O presidente francês Emmanuel Macron visitará a base de submarinos nucleares Île Longue na próxima segunda-feira, 2, para atualizar o posicionamento da França sobre o uso potencial de seu arsenal nuclear. A visita ocorre em um momento de crescente preocupação na Europa sobre a confiabilidade das garantias nucleares americanas e a possível expansão da guerra russa além da Ucrânia.
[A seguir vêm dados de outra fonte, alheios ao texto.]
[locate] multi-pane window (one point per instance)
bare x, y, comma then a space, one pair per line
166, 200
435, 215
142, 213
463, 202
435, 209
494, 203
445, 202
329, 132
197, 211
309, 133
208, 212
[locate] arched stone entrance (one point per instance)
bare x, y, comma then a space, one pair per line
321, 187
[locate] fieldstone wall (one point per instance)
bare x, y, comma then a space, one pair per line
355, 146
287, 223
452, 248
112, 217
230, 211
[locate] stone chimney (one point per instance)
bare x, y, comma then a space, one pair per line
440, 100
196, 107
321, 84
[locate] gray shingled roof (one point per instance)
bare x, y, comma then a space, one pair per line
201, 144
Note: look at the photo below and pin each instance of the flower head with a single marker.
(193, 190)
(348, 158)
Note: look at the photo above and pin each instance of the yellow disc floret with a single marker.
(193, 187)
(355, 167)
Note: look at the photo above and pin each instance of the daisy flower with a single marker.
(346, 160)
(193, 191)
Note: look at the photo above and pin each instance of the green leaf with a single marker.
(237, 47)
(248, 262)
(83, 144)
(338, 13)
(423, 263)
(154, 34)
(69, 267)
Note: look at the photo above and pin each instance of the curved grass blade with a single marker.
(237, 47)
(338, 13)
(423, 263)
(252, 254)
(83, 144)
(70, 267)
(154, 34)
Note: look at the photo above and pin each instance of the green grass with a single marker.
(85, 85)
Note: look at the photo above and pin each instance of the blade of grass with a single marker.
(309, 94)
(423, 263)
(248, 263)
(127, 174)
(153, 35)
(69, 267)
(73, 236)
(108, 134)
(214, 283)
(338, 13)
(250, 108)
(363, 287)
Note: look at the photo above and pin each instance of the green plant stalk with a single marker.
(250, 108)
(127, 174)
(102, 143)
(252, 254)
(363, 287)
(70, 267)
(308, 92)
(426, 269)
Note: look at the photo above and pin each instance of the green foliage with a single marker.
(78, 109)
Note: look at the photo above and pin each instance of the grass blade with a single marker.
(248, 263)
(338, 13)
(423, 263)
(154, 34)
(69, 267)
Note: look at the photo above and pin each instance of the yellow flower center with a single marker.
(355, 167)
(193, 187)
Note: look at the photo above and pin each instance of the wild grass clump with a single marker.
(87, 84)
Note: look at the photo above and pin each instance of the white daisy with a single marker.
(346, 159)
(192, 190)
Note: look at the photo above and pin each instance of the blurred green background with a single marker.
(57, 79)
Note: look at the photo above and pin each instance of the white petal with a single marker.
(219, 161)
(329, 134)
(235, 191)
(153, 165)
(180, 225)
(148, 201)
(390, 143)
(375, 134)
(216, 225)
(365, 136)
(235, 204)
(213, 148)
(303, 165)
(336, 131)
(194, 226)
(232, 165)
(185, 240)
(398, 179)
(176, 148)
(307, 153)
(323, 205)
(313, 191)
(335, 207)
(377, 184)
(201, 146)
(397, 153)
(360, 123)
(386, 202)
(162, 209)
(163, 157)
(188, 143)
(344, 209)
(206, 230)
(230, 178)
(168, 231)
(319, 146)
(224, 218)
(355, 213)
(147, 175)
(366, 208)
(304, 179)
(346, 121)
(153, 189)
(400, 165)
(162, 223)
Em meio a um cenário geopolítico cada vez mais instável, a França, como único membro da União Europeia com armas nucleares, enfrenta pressões crescentes de seus aliados europeus para oferecer garantias de proteção nuclear. O contexto é marcado por incertezas sobre o compromisso dos Estados Unidos com a defesa do continente, especialmente diante da possibilidade de retorno de Donald Trump à presidência americana.
* A base de Île Longue, onde Macron fará seu pronunciamento, abriga os quatro submarinos nucleares franceses, cada um equipado com 16 mísseis balísticos intercontinentais M51 e múltiplas ogivas
* O arsenal nuclear francês atual mantém-se estável em menos de 300 ogivas, número estabelecido durante o governo de Nicolas Sarkozy em 2008
* Especialistas preveem possíveis alterações na política nuclear francesa, incluindo um maior compromisso com a proteção dos aliados europeus
* Rasmus Jarlov, presidente da Comissão de Defesa do parlamento dinamarquês, expressou dúvidas sobre a confiabilidade americana: “Se a situação ficasse realmente séria, duvido muito que Trump arriscaria cidades americanas para proteger cidades europeias”
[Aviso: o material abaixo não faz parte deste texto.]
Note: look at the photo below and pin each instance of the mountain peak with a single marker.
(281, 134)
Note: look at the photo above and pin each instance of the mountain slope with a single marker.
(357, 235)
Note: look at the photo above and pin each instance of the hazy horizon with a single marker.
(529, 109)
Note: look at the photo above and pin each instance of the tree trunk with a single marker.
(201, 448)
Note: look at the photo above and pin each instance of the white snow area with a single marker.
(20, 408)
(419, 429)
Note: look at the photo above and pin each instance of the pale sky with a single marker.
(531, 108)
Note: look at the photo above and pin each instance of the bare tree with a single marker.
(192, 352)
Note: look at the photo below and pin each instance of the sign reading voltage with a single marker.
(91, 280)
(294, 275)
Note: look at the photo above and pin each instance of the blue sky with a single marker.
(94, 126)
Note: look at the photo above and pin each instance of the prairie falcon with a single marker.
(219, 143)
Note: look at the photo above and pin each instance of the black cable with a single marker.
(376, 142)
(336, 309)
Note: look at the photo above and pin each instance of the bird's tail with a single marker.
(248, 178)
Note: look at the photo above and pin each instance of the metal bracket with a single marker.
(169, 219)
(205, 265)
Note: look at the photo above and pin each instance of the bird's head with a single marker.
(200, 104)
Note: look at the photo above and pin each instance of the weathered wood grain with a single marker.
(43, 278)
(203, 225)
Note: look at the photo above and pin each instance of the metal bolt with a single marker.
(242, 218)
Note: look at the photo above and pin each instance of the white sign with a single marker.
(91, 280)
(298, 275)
* Alguns países europeus, como a Alemanha, já iniciaram discussões com a França sobre cooperação em matéria de defesa nuclear
* O chanceler alemão Friedrich Merz revelou conversas iniciais com Macron sobre a possibilidade de aviões alemães transportarem bombas nucleares francesas
O cenário internacional atual apresenta novos desafios, incluindo a expansão nuclear da China e Coreia do Norte, além das ameaças russas relacionadas ao conflito na Ucrânia. A Rússia revisou sua política de dissuasão em 2024, reduzindo o limite para possível retaliação nuclear, enquanto o Reino Unido anunciou planos para restaurar sua capacidade de ataques aéreos nucleares.
Héloïse Fayet, especialista em dissuasão nuclear do Instituto Francês de Relações Internacionais, destaca que “há grandes expectativas por parte dos aliados e parceiros, e talvez também dos adversários, sobre como a doutrina nuclear francesa poderá evoluir”.
O pronunciamento de Macron é considerado uma das decisões mais importantes dos últimos 14 meses de seu mandato, antes das eleições presidenciais de 2027.